Subject: Daily Media Review 8 August 2003


Date: 08/08/2003 03:29PM Subject: Daily Media Review 8 August

Dili, August 08 2003

Daily Media Review

Elite Politicians Whinge Like Children

Oscar Lima, one of the partners in Timor Telecom, said on Thursday that elite politicians 'whinge' like children, in a reference to their criticism of one another through the media. Lima said their critical remarks are not projecting a good image [of Timor-Leste] to the developed countries; rather, they project an image that goes against national unity. In his opinion, the needs of the people, rather than criticism, should be the priority. (STL)

ASDT Distances Itself From the Opposition

The fourth largest Timorese party, ASDT, distanced itself yesterday [Thursday] from the opposition and from various political positions critical of the [Fretilin-led] government. ASDT described itself as a 'neutral' party and defender of 'healthy' dialogue. In a clear signal that it is distancing itself from the views expressed by opposition parties recently, the ASDT leadership said that Mario Carrascalão was evicted from the house considered state property 'in accordance with the law' and that the doubts raised about the nationality status of the Prime-Minister "are baseless". Xavier do Amaral was critical of the opposition parties for holding a press conference under the National Unity Platform without his knowledge, and for criticizing Fretilin. He said that he disagreed with the text of the statement read by the Platform's President, Fernando Araújo. (Lusa)

PM Alkatiri: Enclave Oecussi Will Celebrate Special Autonomy

Prime Minister Alkatiri said the communities in the Oecussi enclave know how [best] to develop their district, knowing that they will eventually become autonomous. Alkatiri remarked that the people of Oecussi should increase their agriculture production and sell it in Dili. It is reported that the population of Oecussi requested the government to establish a university there. (STL)

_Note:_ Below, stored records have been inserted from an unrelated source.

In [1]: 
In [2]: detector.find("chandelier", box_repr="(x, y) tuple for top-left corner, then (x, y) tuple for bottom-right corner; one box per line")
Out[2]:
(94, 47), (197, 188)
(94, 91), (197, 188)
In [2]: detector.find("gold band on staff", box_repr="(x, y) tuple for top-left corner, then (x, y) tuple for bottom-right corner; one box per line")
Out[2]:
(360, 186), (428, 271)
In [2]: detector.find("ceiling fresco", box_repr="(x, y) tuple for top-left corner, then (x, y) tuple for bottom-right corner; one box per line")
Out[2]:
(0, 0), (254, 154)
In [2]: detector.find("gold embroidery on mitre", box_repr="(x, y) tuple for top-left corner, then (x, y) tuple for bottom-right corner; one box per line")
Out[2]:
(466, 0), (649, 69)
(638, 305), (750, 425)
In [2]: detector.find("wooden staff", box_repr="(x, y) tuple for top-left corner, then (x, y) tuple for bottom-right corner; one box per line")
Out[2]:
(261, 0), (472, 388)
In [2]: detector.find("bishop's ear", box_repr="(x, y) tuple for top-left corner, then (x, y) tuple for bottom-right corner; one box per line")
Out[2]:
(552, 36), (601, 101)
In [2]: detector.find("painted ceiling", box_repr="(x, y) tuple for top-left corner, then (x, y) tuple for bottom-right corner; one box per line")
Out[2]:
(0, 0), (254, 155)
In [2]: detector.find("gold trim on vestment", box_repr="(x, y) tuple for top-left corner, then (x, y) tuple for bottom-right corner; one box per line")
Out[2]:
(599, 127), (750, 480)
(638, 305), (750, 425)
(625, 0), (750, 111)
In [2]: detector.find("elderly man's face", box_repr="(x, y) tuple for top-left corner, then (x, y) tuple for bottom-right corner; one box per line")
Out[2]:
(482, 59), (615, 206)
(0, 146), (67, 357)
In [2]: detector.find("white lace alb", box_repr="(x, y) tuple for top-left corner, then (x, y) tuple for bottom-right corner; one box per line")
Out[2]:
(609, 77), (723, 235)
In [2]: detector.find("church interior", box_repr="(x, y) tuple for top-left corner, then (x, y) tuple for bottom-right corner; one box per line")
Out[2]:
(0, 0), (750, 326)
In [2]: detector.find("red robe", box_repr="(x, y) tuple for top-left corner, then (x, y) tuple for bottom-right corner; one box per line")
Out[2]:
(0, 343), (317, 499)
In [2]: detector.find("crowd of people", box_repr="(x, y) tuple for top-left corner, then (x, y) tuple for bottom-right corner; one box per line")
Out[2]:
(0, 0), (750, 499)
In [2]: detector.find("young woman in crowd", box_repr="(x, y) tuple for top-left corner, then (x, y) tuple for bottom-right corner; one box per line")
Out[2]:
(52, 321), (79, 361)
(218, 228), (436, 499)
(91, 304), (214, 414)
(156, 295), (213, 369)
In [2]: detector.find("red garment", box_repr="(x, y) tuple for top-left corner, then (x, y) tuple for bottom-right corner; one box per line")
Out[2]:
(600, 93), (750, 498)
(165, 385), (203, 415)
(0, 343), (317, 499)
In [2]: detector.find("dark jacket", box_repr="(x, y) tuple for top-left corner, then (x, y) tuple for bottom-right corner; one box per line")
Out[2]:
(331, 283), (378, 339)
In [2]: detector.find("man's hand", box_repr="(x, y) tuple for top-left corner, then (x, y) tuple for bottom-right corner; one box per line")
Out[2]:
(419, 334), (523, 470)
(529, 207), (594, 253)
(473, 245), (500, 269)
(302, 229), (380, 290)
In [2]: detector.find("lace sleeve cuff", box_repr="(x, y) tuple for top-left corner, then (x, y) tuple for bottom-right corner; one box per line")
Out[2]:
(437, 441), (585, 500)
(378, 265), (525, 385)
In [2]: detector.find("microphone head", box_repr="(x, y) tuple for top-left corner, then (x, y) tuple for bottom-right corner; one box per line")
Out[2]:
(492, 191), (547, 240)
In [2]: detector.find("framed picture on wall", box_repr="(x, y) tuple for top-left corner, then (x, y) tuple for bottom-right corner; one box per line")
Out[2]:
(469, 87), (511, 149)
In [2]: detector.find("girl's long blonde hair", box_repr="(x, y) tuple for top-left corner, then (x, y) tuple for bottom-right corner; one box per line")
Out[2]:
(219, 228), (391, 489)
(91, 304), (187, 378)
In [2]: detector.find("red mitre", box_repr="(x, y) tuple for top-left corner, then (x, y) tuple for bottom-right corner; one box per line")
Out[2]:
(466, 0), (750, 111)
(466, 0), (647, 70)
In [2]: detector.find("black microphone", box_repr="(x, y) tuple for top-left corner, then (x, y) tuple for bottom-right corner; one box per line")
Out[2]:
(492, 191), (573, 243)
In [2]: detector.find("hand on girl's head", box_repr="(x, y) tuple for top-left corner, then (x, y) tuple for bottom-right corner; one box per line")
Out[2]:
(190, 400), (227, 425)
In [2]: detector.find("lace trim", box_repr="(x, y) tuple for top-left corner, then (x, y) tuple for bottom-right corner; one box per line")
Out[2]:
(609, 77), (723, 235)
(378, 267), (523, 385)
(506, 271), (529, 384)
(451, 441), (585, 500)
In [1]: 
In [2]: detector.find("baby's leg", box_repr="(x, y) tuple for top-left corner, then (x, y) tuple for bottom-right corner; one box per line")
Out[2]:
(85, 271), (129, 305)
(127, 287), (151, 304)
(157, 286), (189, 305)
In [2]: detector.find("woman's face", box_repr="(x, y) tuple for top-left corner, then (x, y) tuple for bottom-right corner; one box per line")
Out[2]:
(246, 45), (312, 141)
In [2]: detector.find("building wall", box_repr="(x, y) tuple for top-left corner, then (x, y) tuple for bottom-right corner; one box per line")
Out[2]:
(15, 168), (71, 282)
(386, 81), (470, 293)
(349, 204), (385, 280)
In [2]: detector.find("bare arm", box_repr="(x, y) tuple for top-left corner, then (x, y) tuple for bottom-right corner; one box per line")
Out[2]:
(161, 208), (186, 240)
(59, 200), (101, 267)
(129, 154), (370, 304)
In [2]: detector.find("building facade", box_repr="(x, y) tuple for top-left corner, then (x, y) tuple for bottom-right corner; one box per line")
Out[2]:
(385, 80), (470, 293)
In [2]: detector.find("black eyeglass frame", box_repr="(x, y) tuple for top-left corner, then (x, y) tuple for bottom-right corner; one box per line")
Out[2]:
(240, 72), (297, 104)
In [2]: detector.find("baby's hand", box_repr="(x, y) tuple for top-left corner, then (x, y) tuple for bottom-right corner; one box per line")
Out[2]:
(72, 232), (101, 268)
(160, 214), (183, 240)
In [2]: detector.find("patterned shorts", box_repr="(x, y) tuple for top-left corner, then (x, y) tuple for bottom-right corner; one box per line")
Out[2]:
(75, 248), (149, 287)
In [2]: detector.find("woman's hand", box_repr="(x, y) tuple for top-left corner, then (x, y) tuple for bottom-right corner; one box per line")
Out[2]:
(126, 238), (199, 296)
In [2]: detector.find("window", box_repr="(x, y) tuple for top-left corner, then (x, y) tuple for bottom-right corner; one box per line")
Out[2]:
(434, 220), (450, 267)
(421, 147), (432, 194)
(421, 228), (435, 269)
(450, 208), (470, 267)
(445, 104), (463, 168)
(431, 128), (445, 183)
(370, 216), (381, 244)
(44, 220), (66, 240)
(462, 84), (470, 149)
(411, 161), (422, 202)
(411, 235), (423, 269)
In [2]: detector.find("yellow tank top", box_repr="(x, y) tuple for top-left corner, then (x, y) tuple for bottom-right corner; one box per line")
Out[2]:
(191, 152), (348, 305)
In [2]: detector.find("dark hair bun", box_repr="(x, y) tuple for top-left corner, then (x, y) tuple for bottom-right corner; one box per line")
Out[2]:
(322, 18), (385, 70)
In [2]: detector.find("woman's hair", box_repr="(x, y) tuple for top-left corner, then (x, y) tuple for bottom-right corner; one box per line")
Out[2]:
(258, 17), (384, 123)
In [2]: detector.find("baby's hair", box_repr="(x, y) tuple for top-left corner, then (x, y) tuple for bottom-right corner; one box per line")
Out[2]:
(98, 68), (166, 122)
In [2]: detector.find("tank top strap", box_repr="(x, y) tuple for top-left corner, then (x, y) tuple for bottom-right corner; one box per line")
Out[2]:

Timor-Leste Upset By Jail Term For Indonesian General

Timor-Leste says it is upset by what it sees as a lenient jail term for a top Indonesian general over bloodshed during its independence vote in 1999. However, Timorese Foreign Minister Jose Ramos Horta says his government will not press for an international tribunal. Ramos-Horta says Indonesia's special human rights court should have jailed Major General Adam Damiri, regional commander at the time of the violence, for more than the three-year sentence it gave him. Damiri was the last of 18 people to be tried by the court, which has acquitted most other suspects and handed out light sentences to those convicted. The sentence was well below the 10-year minimum sentence recommended under Indonesian law. The verdict on Damiri also drew protest from the US with Washington saying it was disappointed with the tribunal's work and with the sentence on Damiri.